Still Life

Don't ignore the quiet ones; this film hides a tenderness and humanity that is extraordinarily powerful.
Tom Clift
Published on July 28, 2014

Overview

You might not know the name Eddie Marsan, but odds are you'd recognise his face. With a list of film credits that includes The World's End, War Horse, V for Vendetta as well as the Mission: Impossible and Sherlock Holmes franchises, he's the kind of unflashy, underappreciated character actor who disappears into whatever role he's given. Still Life, the new film from Full Monty producer Uberto Pasolini, marks a rare opportunity for Marsan to take centre stage. The result is so beautifully affecting you'll wonder why it doesn't happen more often.

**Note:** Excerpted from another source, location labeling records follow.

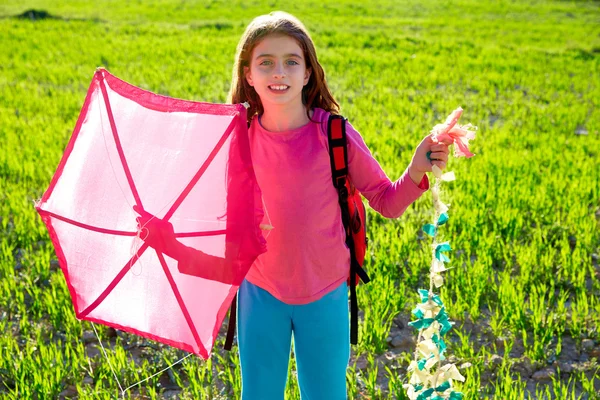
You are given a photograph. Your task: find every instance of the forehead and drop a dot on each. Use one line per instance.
(277, 45)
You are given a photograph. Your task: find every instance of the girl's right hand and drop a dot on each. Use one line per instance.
(421, 163)
(157, 233)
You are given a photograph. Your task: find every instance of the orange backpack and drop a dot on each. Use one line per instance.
(354, 215)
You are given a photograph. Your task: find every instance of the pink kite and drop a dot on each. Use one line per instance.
(187, 163)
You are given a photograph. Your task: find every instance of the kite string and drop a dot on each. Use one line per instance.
(107, 359)
(123, 391)
(159, 372)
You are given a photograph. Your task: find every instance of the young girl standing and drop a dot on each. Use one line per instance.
(298, 287)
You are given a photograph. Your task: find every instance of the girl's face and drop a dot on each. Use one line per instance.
(278, 71)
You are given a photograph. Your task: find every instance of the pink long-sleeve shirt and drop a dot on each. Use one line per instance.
(307, 256)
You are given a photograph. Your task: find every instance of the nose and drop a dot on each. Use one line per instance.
(278, 71)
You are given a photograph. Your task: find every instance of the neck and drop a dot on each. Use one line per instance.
(281, 118)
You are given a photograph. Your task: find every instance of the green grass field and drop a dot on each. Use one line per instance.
(525, 212)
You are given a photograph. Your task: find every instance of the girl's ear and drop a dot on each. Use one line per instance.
(248, 76)
(307, 75)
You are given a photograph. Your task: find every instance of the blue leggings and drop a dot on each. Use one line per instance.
(321, 344)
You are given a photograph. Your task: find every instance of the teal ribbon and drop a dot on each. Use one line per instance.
(429, 229)
(418, 313)
(443, 219)
(439, 249)
(443, 387)
(426, 394)
(441, 318)
(424, 295)
(439, 342)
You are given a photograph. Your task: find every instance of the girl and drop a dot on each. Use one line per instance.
(298, 287)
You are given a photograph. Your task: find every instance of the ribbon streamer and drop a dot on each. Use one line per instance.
(426, 382)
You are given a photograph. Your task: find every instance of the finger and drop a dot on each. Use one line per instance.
(440, 156)
(439, 147)
(439, 164)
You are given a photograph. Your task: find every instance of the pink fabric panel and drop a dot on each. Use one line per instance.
(184, 161)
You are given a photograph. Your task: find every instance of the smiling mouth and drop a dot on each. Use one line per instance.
(279, 88)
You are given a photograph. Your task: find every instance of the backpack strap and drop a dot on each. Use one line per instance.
(231, 324)
(338, 155)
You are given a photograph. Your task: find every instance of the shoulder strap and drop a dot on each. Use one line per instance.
(338, 155)
(338, 149)
(231, 324)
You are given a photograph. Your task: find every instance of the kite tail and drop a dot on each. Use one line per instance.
(429, 379)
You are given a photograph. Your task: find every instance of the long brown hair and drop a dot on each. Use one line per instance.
(315, 93)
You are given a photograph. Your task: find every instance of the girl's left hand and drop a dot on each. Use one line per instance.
(438, 156)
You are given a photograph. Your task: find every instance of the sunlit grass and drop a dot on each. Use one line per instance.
(524, 215)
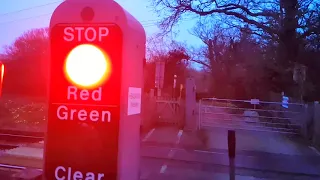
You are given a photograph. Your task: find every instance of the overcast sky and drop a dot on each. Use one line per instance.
(17, 16)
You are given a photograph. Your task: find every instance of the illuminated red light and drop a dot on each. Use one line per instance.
(87, 66)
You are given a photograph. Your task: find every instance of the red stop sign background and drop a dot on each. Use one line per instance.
(85, 146)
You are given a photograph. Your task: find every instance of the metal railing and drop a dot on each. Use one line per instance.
(252, 115)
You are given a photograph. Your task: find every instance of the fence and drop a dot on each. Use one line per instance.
(251, 115)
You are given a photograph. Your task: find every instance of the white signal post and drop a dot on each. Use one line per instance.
(133, 54)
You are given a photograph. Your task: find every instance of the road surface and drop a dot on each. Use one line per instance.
(169, 153)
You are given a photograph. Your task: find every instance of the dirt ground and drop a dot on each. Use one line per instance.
(22, 113)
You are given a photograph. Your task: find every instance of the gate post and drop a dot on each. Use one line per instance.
(190, 106)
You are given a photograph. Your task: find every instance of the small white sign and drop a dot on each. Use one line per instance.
(255, 101)
(134, 101)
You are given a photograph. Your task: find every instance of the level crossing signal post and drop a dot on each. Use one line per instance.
(95, 81)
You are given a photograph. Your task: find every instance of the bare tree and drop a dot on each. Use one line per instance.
(278, 19)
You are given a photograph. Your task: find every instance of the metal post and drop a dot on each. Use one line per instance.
(232, 153)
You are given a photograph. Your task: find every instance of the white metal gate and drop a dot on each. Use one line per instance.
(169, 110)
(251, 115)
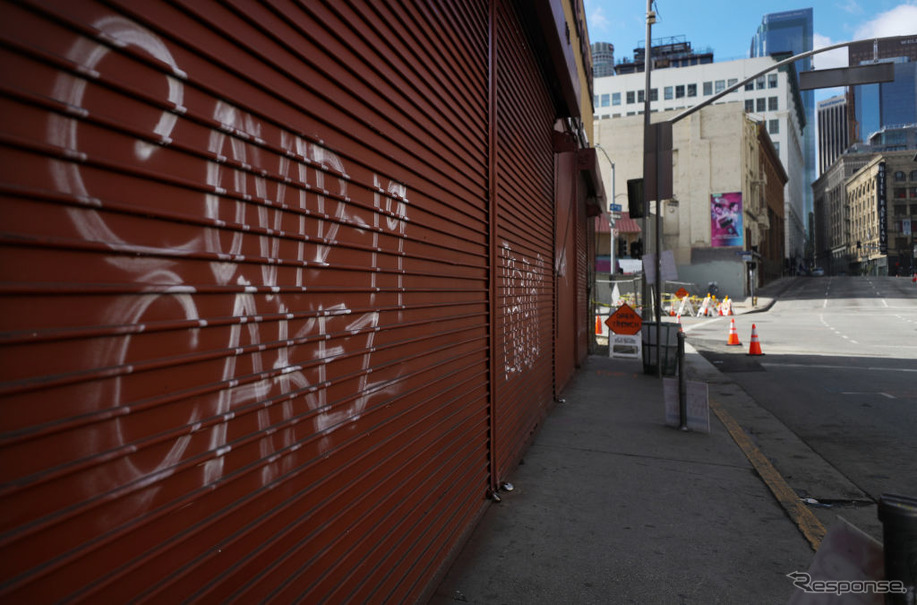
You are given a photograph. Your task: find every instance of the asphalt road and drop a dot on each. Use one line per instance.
(839, 370)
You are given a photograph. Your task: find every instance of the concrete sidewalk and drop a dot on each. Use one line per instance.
(611, 506)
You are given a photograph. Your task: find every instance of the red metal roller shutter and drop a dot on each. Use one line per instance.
(566, 240)
(525, 256)
(243, 289)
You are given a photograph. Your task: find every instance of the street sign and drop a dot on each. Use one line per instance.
(624, 321)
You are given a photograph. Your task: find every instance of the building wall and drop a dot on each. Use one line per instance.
(278, 290)
(784, 123)
(833, 131)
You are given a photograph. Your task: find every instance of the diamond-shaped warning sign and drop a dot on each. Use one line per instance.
(624, 321)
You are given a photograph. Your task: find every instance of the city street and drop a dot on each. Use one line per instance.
(839, 370)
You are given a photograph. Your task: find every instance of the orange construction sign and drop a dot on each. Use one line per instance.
(624, 321)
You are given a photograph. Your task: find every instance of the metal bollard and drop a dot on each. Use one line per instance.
(899, 533)
(682, 383)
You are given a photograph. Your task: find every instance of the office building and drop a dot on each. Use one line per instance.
(674, 51)
(772, 99)
(603, 59)
(791, 32)
(728, 186)
(888, 104)
(833, 131)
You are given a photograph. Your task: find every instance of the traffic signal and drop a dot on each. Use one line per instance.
(635, 197)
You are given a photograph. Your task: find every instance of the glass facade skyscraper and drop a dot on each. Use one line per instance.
(889, 104)
(792, 32)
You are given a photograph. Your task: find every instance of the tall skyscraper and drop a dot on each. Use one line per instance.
(603, 59)
(833, 132)
(792, 32)
(889, 104)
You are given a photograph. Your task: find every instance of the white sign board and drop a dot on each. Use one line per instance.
(669, 271)
(625, 346)
(698, 407)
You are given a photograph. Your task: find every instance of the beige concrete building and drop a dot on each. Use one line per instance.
(717, 154)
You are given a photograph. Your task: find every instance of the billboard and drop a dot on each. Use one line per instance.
(726, 219)
(882, 208)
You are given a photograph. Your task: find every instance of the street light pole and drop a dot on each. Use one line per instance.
(647, 63)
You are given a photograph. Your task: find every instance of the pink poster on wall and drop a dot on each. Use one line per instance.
(726, 219)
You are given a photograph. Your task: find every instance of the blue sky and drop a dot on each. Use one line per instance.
(727, 27)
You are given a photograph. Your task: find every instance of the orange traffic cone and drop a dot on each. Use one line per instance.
(755, 347)
(733, 335)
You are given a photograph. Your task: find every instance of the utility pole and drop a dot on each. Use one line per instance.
(647, 133)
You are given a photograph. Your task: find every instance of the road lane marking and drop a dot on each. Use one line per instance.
(887, 395)
(805, 519)
(830, 367)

Indeed, Marsan's part in Still Life feels like the one he was born to play. A middle-aged London municipal officer, John May's job is to see to the affairs of people who have recently died. He goes about his work with minimal fuss and in return gets little thanks for his efforts. He's a quiet man, dignified but lonely, and seemingly more comfortable around the dead than he is the living.

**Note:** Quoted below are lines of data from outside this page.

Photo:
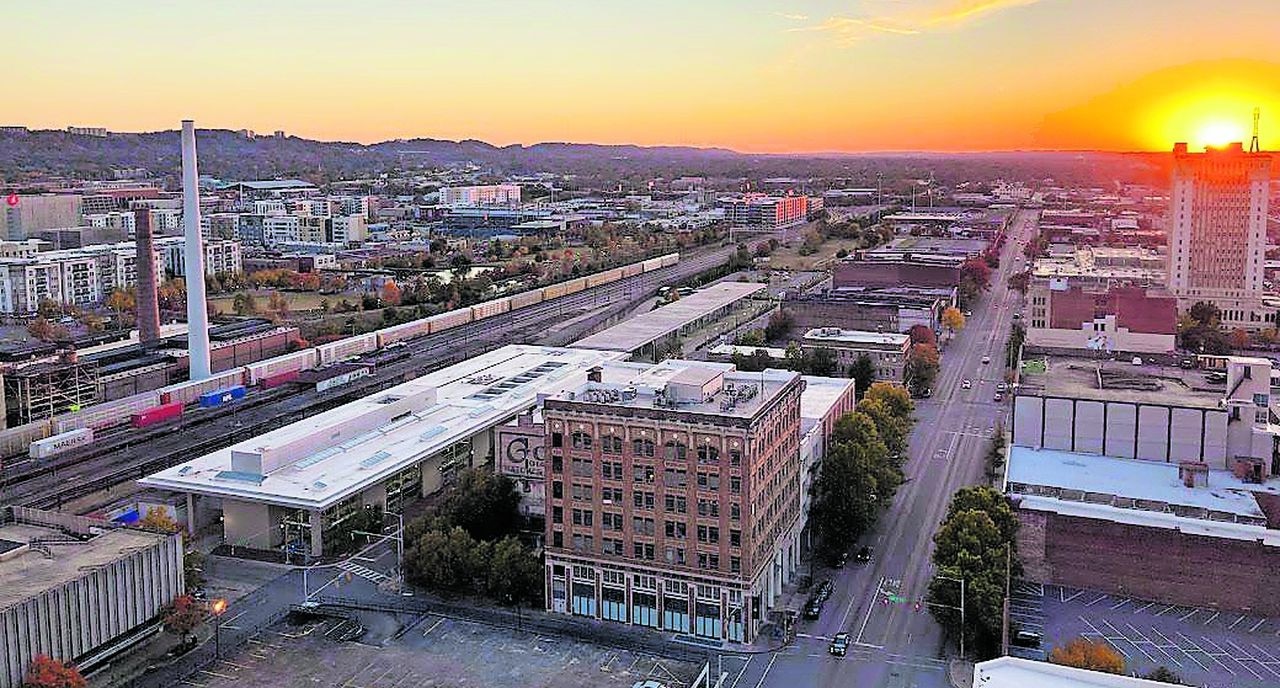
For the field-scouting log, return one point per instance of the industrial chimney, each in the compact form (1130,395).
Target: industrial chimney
(193,255)
(147,302)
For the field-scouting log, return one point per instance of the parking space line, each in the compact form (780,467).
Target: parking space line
(1206,652)
(1246,656)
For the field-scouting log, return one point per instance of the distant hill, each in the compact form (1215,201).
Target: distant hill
(227,155)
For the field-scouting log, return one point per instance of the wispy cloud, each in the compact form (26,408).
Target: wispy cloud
(905,17)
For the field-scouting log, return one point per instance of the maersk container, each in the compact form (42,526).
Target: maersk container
(158,414)
(218,398)
(49,446)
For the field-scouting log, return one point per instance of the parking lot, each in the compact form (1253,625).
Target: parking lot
(1206,647)
(428,650)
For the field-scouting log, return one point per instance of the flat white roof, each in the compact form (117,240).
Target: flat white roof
(1019,673)
(338,453)
(856,336)
(657,324)
(1136,478)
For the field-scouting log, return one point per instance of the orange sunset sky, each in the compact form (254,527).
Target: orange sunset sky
(760,76)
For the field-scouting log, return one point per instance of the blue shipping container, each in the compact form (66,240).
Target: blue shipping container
(218,398)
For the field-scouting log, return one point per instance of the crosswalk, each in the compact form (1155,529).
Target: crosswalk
(364,572)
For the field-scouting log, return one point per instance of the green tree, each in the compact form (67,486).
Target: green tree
(863,371)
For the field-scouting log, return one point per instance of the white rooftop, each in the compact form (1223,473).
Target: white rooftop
(1142,480)
(659,322)
(328,457)
(858,336)
(1019,673)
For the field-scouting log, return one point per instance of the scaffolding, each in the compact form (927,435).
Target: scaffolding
(44,390)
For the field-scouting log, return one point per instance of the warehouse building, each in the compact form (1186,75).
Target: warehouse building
(292,487)
(77,588)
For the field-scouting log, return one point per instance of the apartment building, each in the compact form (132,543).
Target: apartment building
(487,195)
(1217,233)
(673,496)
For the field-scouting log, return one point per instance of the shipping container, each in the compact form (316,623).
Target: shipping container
(158,414)
(218,398)
(49,446)
(490,308)
(344,348)
(106,414)
(402,333)
(296,361)
(449,320)
(190,391)
(526,298)
(278,379)
(554,290)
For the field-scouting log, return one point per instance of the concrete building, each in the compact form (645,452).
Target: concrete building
(1152,413)
(887,351)
(755,210)
(72,586)
(44,211)
(691,521)
(1019,673)
(1217,234)
(1123,320)
(295,487)
(488,195)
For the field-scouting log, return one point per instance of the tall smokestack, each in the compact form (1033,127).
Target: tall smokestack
(193,255)
(147,302)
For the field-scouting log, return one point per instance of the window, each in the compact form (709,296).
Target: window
(675,477)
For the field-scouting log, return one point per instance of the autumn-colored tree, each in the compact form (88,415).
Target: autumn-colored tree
(1086,654)
(391,293)
(46,672)
(158,519)
(184,615)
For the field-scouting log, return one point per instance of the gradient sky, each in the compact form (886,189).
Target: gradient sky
(748,74)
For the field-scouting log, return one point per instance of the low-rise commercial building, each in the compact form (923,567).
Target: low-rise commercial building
(887,351)
(295,487)
(69,586)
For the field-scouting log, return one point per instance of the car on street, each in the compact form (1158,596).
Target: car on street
(839,645)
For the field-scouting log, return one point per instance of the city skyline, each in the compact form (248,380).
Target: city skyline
(753,77)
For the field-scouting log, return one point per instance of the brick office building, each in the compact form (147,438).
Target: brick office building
(673,496)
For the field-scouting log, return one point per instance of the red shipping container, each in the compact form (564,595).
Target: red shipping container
(278,379)
(152,416)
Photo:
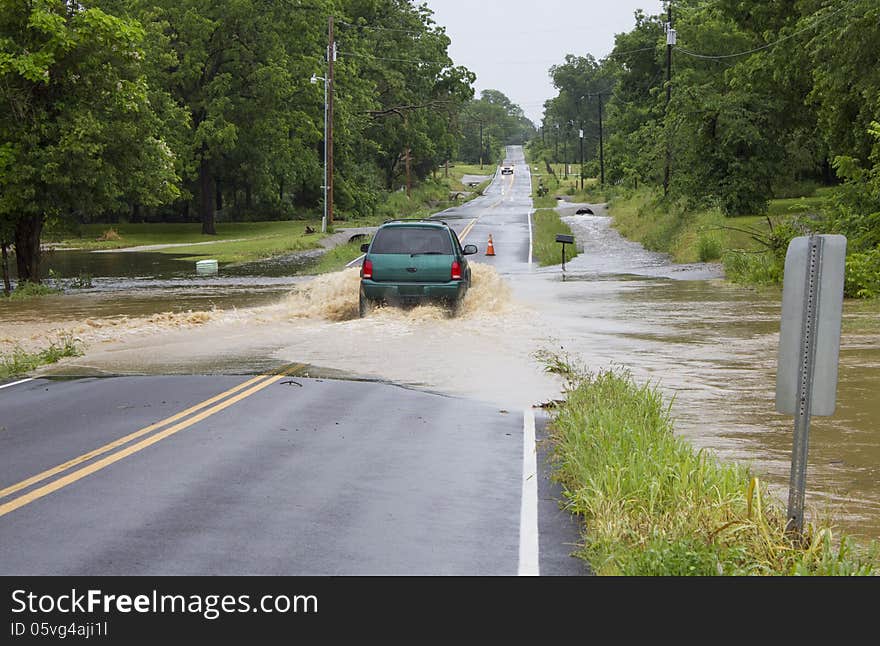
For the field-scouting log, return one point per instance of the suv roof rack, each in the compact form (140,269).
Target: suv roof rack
(415,220)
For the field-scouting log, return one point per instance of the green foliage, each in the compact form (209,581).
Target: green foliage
(862,278)
(651,505)
(20,362)
(28,289)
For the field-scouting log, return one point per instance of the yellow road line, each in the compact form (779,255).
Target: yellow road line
(264,380)
(467,229)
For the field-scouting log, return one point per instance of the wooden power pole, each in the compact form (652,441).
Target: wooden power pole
(331,57)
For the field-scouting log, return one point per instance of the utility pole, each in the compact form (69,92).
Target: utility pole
(331,57)
(556,156)
(565,152)
(408,182)
(481,145)
(601,146)
(581,133)
(670,41)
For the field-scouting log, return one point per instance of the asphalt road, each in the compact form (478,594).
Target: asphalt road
(282,474)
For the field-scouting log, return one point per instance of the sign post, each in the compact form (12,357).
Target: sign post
(564,239)
(809,347)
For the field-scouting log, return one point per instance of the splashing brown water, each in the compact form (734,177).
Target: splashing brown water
(334,297)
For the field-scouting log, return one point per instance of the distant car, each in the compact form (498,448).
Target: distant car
(409,262)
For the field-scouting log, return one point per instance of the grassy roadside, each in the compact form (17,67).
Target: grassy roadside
(546,224)
(241,242)
(18,362)
(652,505)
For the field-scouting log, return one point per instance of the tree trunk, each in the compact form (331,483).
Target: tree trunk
(27,248)
(206,201)
(7,287)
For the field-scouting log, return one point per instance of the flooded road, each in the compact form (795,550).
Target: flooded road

Early on in the film, May's smarmy new boss calls him into his office and informs him that he'll be downsized out of a job. May, being the man that he is, doesn't protest, only asking that he be able to finish his last case: tracking down the relatives of a grizzled military serviceman who just happened to reside in the same crumby apartment block as he does.

As the title suggests, Still Life isn't particularly fast paced. Concerned with the sad, solitary minutiae of everyday life, Pasolini's direction is intentionally reserved — the drab whites, greys and blues of May's office and empty flat a reflection of his unremarkable life.

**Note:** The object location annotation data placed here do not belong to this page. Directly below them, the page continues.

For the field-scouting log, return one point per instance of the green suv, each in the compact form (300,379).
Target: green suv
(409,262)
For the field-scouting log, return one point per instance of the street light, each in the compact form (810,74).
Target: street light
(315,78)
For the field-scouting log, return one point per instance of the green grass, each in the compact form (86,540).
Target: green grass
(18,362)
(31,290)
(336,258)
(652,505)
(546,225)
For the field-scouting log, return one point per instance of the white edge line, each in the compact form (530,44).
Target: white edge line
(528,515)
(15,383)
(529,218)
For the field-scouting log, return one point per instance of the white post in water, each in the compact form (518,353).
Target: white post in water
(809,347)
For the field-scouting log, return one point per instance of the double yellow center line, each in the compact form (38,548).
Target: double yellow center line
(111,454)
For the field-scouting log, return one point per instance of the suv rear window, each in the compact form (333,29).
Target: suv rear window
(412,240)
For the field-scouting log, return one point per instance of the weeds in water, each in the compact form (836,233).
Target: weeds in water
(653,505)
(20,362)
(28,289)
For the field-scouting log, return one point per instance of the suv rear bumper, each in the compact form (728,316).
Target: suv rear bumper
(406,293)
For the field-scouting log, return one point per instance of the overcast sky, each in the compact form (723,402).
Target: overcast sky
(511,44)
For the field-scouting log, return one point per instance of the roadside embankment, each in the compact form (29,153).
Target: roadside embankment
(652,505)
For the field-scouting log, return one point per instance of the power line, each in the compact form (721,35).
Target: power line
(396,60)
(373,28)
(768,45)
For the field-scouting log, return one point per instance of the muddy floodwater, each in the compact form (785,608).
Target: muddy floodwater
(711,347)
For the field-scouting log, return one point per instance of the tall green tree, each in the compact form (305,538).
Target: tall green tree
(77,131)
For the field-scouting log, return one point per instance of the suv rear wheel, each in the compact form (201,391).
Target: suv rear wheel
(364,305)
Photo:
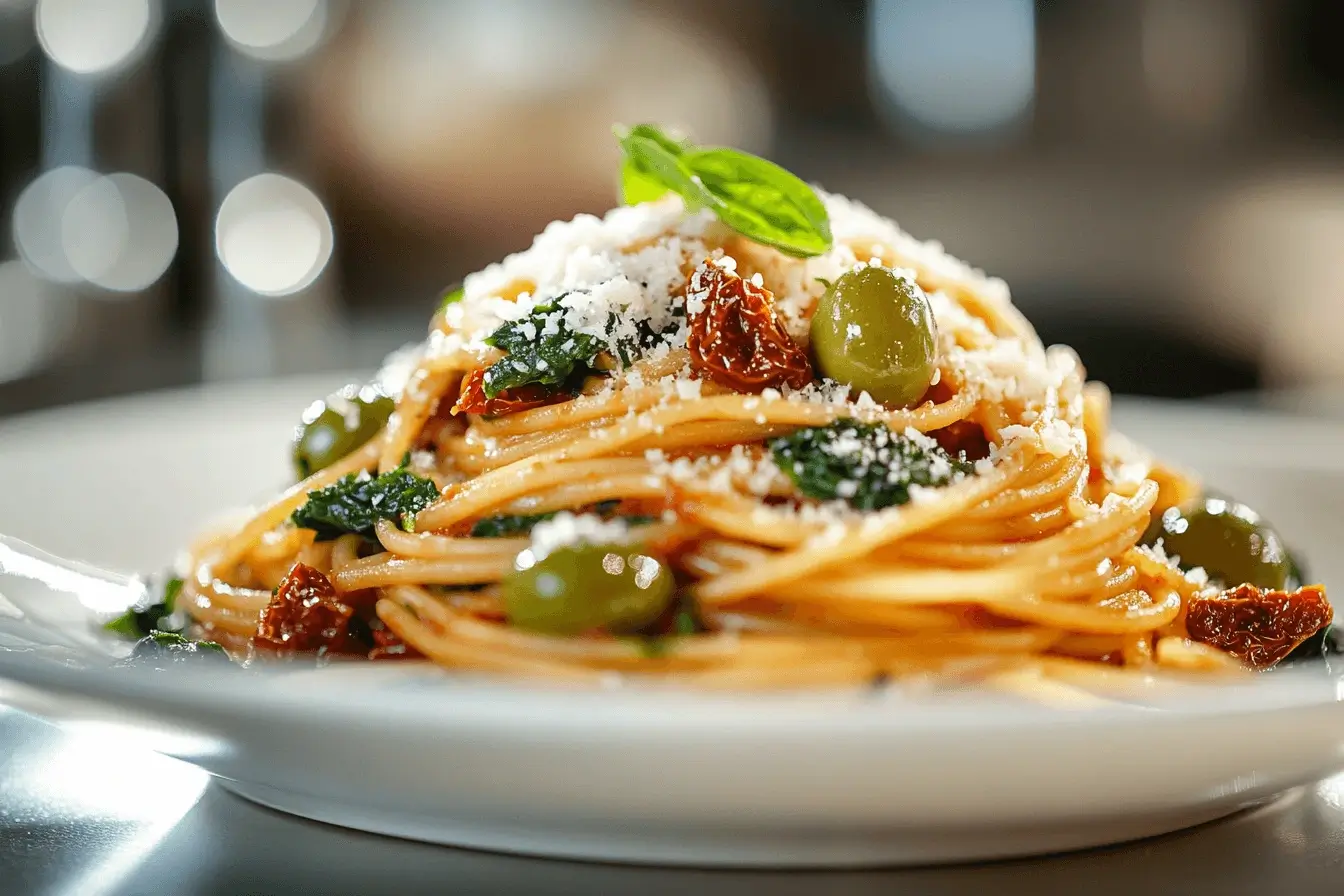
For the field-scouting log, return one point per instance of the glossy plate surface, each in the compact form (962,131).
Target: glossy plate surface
(637,774)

Yet the film is not boring or bleak; on the contrary, Still Life possesses a tenderness and humanity that is extraordinarily powerful. It's a film that celebrates selfless acts of kindness, and going beyond the call of duty because it's simply the right thing to do. A few moments skew towards mawkishness, admittedly, but for the most part the balance is just right.

In a turn that pays tribute to thousands of unremembered lives, Marsan's performance could hardly be more perfect. It's in large part thanks to his wonderful work that Still Life resonates to the degree that it does. If more filmmakers entrusted their projects to actors like Marsan, their movies would be all the better for it.